Ticaret şirketleri, aynı yasanın Madde 124’te
”(1)Ticaret şirketleri; kollektif, komandit, anonim, limited ve kooperatif şirketlerden ibarettir.
(2) Bu Kanunda, kollektif ile komandit şirket şahıs; anonim, limited ve sermayesi paylara bölünmüş komandit şirket sermaye şirketi sayılır” şeklinde tanımlanmıştır.
Kooperatif yöneticilerinin, kooperatifin faaliyeti kapsamında, dolandırıcılık suçunu işlemeleri de nitelikli hâl, kabul edilmiştir. Üye sayısı dolmasına rağmen, üyeliğe kabulün devamından bahsederek üye kayıt edilmiş gibi kişinin parasının alınması bu suç tipine örnek gösterilebilir.Kooperatif yöneticilerinin kimler olduğu 1163 sayılı Kooperatifler Kanununun 55 ve devamı maddelerinde tanımlanmıştır. Madde 55 – Yönetim Kurulu, kanun ve ana sözleşme hükümleri içinde kooperatifin faaliyetini yöneten ve onu temsil eden icra organıdır. Yönetim Kurulu en az üç üyeden kurulur. Bunların ve yedeklerinin kooperatif ortağı olmaları şarttır. Yönetim Kurulu üyeliğine seçilen tüzel kişiler, temsilcilerinin isimlerini kooperatife bildirir.
Bu suçun oluşabilmesi için, Tacir veya şirket yöneticisi olan ya da şirket adına hareket eden kişilerin dolandırıcılık suçunu ticari faaliyetleri sırasında işlemiş olmaları gerekir.

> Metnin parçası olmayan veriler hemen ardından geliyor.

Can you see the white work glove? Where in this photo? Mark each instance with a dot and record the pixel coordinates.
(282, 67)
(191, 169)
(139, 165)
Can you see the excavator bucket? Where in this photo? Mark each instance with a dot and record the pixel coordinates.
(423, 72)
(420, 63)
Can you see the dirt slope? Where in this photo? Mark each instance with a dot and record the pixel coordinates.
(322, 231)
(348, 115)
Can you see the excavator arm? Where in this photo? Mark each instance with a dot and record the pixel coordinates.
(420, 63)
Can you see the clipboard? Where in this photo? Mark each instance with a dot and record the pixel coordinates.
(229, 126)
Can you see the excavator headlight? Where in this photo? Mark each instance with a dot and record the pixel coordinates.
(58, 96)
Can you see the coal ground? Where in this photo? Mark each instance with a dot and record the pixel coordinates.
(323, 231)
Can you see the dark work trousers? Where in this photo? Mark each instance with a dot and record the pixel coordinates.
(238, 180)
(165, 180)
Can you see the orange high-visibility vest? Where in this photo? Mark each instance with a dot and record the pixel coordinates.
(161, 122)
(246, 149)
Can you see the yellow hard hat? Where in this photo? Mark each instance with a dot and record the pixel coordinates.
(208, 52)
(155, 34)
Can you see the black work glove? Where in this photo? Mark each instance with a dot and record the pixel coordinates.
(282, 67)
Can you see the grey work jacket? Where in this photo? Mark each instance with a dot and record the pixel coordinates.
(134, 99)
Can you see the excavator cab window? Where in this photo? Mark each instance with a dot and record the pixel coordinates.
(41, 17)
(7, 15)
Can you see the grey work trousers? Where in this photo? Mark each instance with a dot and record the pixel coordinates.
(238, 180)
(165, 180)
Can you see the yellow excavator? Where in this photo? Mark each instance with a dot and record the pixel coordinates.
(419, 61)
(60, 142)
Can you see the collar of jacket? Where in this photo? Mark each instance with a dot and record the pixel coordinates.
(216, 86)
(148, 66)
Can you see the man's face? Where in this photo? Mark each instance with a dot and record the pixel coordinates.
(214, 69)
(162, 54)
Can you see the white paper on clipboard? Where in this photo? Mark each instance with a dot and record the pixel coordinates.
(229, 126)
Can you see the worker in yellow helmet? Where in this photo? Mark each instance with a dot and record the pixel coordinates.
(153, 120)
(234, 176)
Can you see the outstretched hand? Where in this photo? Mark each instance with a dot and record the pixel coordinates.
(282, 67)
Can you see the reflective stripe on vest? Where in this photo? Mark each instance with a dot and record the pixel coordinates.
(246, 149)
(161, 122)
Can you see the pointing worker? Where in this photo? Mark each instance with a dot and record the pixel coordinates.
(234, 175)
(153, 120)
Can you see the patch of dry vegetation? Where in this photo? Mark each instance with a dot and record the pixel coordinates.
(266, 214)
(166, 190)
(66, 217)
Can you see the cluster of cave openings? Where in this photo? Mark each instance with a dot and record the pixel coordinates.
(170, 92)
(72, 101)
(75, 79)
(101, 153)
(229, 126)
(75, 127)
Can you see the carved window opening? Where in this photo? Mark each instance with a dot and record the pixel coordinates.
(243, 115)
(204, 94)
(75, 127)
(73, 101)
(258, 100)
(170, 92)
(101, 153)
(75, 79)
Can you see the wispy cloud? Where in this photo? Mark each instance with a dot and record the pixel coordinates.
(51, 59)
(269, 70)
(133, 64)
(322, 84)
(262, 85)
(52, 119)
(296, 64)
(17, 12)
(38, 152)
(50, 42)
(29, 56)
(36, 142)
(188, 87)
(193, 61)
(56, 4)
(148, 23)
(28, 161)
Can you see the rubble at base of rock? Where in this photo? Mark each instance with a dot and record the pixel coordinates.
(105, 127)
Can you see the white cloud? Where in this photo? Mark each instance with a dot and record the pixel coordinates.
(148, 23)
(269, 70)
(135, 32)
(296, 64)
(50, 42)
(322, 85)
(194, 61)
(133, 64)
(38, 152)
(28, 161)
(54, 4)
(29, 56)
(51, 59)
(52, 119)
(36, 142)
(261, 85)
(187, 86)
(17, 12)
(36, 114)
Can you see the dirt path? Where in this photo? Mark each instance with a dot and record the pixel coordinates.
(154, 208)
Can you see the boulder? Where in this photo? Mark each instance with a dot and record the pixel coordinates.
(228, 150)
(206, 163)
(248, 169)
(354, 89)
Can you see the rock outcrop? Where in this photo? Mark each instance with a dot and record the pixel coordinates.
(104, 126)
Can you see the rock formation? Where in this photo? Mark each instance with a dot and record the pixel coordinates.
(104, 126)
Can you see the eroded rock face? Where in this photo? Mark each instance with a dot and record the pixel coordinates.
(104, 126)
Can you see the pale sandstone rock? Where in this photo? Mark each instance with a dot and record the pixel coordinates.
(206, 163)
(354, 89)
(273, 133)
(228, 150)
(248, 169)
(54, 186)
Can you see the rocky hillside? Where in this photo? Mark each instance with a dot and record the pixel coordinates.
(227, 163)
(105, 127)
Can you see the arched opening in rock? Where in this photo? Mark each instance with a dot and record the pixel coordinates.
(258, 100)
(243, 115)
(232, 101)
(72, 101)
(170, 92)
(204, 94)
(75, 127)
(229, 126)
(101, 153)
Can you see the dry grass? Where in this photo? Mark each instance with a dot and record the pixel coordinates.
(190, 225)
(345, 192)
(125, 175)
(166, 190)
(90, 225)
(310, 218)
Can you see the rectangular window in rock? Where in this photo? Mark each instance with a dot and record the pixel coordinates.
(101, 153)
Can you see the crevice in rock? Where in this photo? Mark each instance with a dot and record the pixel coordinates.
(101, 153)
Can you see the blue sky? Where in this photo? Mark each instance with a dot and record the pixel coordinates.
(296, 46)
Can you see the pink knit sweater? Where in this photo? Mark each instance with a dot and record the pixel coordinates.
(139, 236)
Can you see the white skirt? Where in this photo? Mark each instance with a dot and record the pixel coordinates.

Keza, kooperatif yöneticilerinin bu nitelikli halden cezalandırılabilmeleri için suçun kooperatifin faaliyeti kapsamında, işlenmesi gereklidir. Bu suçun faili tacir veya şirket yöneticisi ya da şirket adına hareket eden kişi ya da kooperatif yöneticisi olabilir.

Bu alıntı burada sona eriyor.